IBM, which has grown its software business slower than key rivals, wants to help VARs sell more of its software.

The Armonk, N.Y.-based computer giant says it is rolling out a new portal that will provide push-button resources to help solution providers mix and match products from between their core competency and other IBM applications. The portal, which IBM is calling "Grow Your Business," launched in a quiet pilot program earlier this year but is going into a formal offering.

"In the tool when you go in there, you click on Websphere, it will show you a half dozen other products that will compliment Websphere that will allow you to cross-sell or up-sell into your existing installed base," said Michael Gerentine, vice president of global channel and SMB marketing for IBM.

IBM, which has a 3,000-SKU large software product catalog that could compare to a Russian novel, is offering 52 products in the Grow Your Business online tool that will provide for 60-different cross-brand solutions, the company said. The lineup will include some of IBM's top software names including WebSphere and Tivoli. The new offering also provides 800-number support for solution providers seeking assistance in developing cross-brand offerings, as well as an automated ROI calculator, so solution providers can determine how much investment they would need to make in training, certification and marketing expertise -- among other costs -- before taking on another product line.

The new effort is part of IBM's effort to catch up to competitors. Both Microsoft and Oracle, for example, have seen double-digit growth in their software businesses in recent quarters while IBM's software business has been growing at about 7 percent, year-over-year. In addition, IBM's software margins have been under pressure.

Daphne Brashear, co-founder of Island Training, a Durham, N.C.-based solution provider and IBM software channel partner, said she had found IBM's product lineup and information gateway to be frustrating in the past; she took part in the pilot test of the tool's rollout and gave it a thumbs-up.

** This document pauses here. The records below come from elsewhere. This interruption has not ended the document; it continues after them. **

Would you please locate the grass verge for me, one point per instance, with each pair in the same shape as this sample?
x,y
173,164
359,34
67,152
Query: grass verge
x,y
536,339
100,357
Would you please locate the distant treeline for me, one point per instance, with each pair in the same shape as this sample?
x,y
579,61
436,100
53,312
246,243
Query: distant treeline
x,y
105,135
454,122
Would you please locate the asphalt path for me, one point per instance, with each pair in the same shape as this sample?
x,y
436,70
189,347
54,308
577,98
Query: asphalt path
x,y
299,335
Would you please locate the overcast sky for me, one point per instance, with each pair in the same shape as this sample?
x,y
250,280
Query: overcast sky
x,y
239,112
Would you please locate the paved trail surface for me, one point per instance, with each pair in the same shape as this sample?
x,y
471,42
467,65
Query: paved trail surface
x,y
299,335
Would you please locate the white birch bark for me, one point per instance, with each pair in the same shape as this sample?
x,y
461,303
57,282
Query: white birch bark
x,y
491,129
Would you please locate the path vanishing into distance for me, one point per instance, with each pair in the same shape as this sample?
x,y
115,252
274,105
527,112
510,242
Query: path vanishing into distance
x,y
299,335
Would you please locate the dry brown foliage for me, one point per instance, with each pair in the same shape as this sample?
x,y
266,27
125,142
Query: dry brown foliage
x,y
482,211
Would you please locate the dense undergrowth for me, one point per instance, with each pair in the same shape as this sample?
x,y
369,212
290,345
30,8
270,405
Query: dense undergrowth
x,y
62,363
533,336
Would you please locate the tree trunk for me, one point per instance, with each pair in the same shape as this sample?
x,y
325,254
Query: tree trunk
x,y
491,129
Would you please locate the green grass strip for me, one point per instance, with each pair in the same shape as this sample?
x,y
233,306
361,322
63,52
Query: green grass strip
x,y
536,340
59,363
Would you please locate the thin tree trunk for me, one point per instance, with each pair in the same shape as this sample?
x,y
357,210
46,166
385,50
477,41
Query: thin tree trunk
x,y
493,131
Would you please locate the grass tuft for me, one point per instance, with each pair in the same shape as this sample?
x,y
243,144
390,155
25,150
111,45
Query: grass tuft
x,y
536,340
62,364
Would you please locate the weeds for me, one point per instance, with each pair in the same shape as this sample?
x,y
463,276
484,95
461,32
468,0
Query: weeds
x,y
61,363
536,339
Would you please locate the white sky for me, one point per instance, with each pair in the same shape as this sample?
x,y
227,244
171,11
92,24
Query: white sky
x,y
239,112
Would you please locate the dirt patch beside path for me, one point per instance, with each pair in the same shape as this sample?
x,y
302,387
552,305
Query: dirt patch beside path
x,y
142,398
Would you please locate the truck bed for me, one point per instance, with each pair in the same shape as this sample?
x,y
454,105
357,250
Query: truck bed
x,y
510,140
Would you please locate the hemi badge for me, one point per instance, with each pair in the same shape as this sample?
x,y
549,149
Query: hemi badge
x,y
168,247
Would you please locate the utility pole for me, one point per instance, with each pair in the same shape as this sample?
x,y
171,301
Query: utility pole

"Most of the sense of frustration would be because there was so much information that was available," Brashear said. "Most of us rely on the Web interface for information. There is excellent technical sales and marketing support, but for speed you like to get on the Web. There was so much information there and it could be a very time-consuming process to get the information you needed.

"It's unbelievable how much this has streamlined the process," Brashear said.

Satish Jipster, vice president of marketing for Pengrine, a Charlotte, N.C., solution provider that also piloted the portal, said his company should be able to expand from the Tivoli product line it had delivered to customers to also include software like DB2 and WebSphere. Both Jipster and Brashear estimate the tool will enable them to push their sales growth on IBM's platforms to between 10 percent and 20 percent.

In addition to software partners, IBM is making the tool available to solution providers who focus on hardware, including the company's mid-range servers.